Un soffice panbrioche da affettare a colazione, accompagnato da marmellata, crema di nocciole o semplice burro e zucchero.. o da sbocconcellare con il caffè di metà mattina, tra un faccenda e l’altra.

panbrioche

L’abbinamento caffè e arancia l’ho scoperto anni fa:
passeggiando per Siena in viaggio di nozze, qualche anno fa,
mio marito ed io scoprimmo un negozio che vendeva tantissimi tipi di caffè diversi.
Aromatizzati ai gusti più strani, dall’aroma forte o delicato,
dalla provenienza lontana o miscelati al momento,
macinati o in chicchi..
E naturalmente non potevamo uscirne senza aver acquistato qualcosa!
Dopo aver odorato un numero spropositato di pacchetti e pacchettini,
parlato con il negoziante, chiuso gli occhi per immaginarne il gusto,
la nostra scelta è ricaduta sull’abbinamento caffè e arancia.
Il pacchettino durò parecchi anni, e ne bevemmo talmente tanto che
quel contrasto che in principio ci aveva attirati, ora appariva quasi stomachevole.
La morale della storia? Poco, a piccole dosi, questo abbinamento ci richiama ancora il sole caldo di quel viaggio, i profumi della Toscana e gli infiniti chilometri macinati in quei dieci giorni.

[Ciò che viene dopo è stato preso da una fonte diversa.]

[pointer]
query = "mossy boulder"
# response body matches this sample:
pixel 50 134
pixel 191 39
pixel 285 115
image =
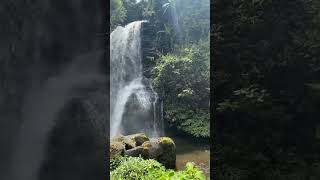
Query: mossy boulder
pixel 139 138
pixel 162 149
pixel 116 149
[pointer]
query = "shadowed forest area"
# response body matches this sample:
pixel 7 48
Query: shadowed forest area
pixel 266 95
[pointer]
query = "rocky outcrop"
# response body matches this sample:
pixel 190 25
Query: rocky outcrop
pixel 162 149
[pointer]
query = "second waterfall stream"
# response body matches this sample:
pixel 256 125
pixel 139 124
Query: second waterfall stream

PANBRIOCHE CAFFE’ E ARANCIA
( per uno stampo da plumcake)

100 gr pasta madre attiva

300 gr farina 0 bio

100 ml latte tiepido

80 ml acqua

100 gr zucchero di canna

20 ml olio di oliva

10 gr caffè solubile arabica

5 gr scorze di arancia candite bio

Sciogliete la pasta madre nel latte tiepido.
Unite la farina, lo zucchero e l’olio. Cominciate ad impastare e aggiungete a poco a poco l’acqua fino ad ottenere una palla appiccicosa ma omogenea.
Coprite con un panno e fate lievitare per 8 ore ( o una notte) a 15-16 gradi.
L’impasto deve raddoppiare.
Trascorso il riposo, dividete l’impasto in due parti uguali.
Alla prima aggiungete il caffè in polvere, impastate aiutandovi con poca farina.
Stendete su un piano infarinato e ricavatene un rettangolo largo il doppio dello stampo da plumcake.
Aggiungete alla seconda parte di impasto le scorze di arancia
e stendete anch’esso di dimensioni simili al primo.
Sovrapponete le due parti, arrotolatele e piegate a metà.
Trasferite nello stampo e allungate in modo che riempia tutta la lunghezza.
Coprite nuovamente e fate lievitare di nuovo a 15-16 gradi fino al raddoppio.
Indicativamente, io ho impastato il primo alla sera e il secondo la mattina.
Quando l’impasto avrà raggiunto il bordo dello stampo,
infornatelo in forno già caldo a 200°C per 35-40 minuti.
Misurando con il termometro a sonda, l’interno dovrà aver raggiunto una temperatura superiore ai 93-94°C.
Togliete dallo stampo, fate raffreddare su una gratella per far disperdere l’umidità del fondo.